- stew (n.)
- c. 1300, "vessel for cooking," from stew (v.). Later "heated room," especially for bathing (late 14c.). The meaning "stewed meat with vegetables" is first recorded 1756. The obsolete slang meaning "brothel" (mid-14c., usually plural, stews) is from a parallel sense of "public bath house" (mid-14c.), carried over from Old French estuve "bath, bath house; bawdy house," reflecting the reputation of medieval bath houses.
- stew (v.)
- late 14c., transitive "to bathe (a person or a body part) in a steam bath," from Old French estuver "have a hot bath, plunge into a bath; stew" (Modern French étuver), of uncertain origin. Common Romanic (cognates: Spanish estufar, Italian stufare), possibly from Vulgar Latin *extufare "evaporate," from ex- "out" + *tufus "vapor, steam," from Greek typhos "smoke." Compare Old English stuf-bæþ "hot-air bath;" see stove.

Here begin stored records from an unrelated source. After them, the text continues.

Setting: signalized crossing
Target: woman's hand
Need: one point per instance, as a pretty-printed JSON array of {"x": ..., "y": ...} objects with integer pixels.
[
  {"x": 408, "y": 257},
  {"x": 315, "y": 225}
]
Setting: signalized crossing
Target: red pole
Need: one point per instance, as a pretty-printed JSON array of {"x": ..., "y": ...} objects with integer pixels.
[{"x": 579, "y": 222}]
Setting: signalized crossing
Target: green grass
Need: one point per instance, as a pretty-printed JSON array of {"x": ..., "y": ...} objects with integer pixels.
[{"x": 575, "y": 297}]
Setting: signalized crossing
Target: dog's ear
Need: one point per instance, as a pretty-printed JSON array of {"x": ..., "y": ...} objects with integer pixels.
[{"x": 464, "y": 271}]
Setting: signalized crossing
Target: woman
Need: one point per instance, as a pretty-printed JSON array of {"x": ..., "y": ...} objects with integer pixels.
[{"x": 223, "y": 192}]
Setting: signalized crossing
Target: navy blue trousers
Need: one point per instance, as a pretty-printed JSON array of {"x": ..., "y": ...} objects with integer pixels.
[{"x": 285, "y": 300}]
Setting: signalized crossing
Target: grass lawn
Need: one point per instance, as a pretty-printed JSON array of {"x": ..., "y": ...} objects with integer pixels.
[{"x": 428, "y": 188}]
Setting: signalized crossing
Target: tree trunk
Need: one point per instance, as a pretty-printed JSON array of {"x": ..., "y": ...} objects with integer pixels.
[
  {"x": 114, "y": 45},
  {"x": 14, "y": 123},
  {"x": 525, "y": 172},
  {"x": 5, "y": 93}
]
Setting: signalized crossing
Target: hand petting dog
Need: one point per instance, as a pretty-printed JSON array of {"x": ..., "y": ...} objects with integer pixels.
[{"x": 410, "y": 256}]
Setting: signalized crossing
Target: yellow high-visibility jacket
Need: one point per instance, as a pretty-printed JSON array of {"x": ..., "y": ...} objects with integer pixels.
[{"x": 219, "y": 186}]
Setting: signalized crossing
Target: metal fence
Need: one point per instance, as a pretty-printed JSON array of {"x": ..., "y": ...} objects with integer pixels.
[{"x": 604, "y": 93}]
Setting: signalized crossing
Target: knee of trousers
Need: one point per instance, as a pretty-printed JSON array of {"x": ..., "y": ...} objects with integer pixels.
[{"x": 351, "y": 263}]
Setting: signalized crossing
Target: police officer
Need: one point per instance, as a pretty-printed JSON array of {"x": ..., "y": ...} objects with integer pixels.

Intransitive use from 1590s. Meaning "to boil slowly, to cook meat by simmering it in liquid" is attested from early 15c. The meaning "to be left to the consequences of one's actions" is from 1650s, especially in figurative expression to stew in one's own juices. Related: Stewed; stewing. Slang stewed "drunk" first attested 1737.